Friday, May 23, 2008

High gas prices and consumer demand

There have been many articles recently about how high gas prices are changing consumer behavior. Some articles note that in some areas gasoline consumption is down (as is the case in California), others note the decline in Vehicle Miles Traveled from last year. Still others claim that everyone is rushing to trade in large cars for small cars and hybrids, a claim that is partially true at best.

Getting back to the VMT claims, there are a couple of things to think about. The first thing is what activities are not happening because of the decline in VMT? Even though transit agencies are claiming up to about a 10% rise in transit boardings, that is still less that 0.5% of all trips (I don't have the details to break down VMT and trips, but unless it is long distance commuters who gave up driving there still should be noticeably less activities.). Commuting has inelastic demand, so the reductions must be in discretionary travel, yet retail sales were stable (not to mention all those people driving their SUVs from dealer to dealer to buy hybrids!). There is some anecdotal support to the idea that people are substituting cheaper goods for what they used to buy, but is that the case with driving? Could it be that people are buying the same amount of stuff except that it is cheaper and closer to home? That seems unlikely.

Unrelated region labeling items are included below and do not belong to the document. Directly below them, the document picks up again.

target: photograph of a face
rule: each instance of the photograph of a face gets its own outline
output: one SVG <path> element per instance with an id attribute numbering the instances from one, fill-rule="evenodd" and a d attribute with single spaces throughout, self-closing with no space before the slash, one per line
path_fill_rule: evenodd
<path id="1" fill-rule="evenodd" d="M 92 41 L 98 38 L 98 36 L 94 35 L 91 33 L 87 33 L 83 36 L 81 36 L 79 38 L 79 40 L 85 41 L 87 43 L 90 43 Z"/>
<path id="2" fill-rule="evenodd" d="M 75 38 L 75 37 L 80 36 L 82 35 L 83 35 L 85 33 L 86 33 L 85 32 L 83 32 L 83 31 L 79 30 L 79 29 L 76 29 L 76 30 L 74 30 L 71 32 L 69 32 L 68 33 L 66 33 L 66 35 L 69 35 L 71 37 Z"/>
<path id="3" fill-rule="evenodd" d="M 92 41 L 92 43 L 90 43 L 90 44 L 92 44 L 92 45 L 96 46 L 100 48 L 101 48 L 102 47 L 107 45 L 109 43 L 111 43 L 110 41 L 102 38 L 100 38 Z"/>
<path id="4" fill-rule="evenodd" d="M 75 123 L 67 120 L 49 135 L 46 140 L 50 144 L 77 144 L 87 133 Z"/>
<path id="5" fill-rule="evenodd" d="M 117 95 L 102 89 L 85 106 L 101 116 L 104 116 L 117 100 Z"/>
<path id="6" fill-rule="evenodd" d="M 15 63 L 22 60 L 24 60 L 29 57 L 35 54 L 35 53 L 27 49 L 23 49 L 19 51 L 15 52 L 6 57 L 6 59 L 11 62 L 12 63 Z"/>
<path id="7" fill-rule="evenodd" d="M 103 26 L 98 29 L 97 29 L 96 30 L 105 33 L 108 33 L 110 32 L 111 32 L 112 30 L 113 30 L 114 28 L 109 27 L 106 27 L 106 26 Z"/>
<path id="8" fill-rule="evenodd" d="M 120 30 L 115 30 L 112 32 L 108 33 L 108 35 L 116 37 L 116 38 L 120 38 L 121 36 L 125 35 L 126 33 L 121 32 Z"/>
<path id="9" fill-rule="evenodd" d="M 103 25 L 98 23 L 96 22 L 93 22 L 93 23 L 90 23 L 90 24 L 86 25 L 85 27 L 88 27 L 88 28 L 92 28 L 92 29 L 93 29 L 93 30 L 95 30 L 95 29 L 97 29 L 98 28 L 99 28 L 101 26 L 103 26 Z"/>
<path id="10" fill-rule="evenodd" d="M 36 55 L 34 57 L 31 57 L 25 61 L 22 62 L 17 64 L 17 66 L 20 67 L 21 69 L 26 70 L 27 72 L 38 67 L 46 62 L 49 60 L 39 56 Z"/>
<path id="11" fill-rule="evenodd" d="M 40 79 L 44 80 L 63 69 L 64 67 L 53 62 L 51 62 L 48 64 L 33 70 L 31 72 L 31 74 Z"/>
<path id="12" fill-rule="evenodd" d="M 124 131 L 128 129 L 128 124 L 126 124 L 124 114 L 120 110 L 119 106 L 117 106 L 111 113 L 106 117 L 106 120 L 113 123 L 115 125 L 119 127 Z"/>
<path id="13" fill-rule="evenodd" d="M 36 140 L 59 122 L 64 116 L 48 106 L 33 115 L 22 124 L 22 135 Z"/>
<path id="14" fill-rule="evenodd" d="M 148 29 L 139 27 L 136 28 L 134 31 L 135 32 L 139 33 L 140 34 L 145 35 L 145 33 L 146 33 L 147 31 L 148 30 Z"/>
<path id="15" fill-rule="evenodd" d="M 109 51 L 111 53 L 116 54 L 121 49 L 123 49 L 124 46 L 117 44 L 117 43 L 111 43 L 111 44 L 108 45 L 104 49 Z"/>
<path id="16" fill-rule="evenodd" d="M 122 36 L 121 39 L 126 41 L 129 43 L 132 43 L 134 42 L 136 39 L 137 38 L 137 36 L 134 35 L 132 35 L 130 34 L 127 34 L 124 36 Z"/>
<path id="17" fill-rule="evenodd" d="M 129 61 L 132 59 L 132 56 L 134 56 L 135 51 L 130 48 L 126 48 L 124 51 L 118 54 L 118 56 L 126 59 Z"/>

At this point with expensive but not outlandishly pricey gas the news report cannot be reconciled. If people are buying hybrids in droves they should be reducing their driving (their miles traveled is actually expected to increase as the per mile costs decline). No one has looked at the supply of hybrids, which have had waiting lists for a while now. Production may have just caught up to demand. Since transit is experiencing a surge in ridership, you'd hope the agencies would do something to maintain the ridership. That seems like a lost cause, at least in LA. As D.J. Waldie describes, transit service is getting worse in LA partly because of the interest in express buses and certainly because of trains. The most recent budget proposal from MTA allocates 23% of the total $3 billion budget to trains, which have a handful of lines compared with the hundreds of bus lines. About 14% of the budget goes to roads and bridges. With this type of investment no one will find the LA transit service worth continuing to take once they get used to high gas prices or finally buy that Prius.

Ultimately, however, travel is considered a derived demand. When the demand for travel declines lower demand should be seen elsewhere. Right now I can't reconcile the data available. I suspect every story has some truth, but the actual evidence will still have to be figured out.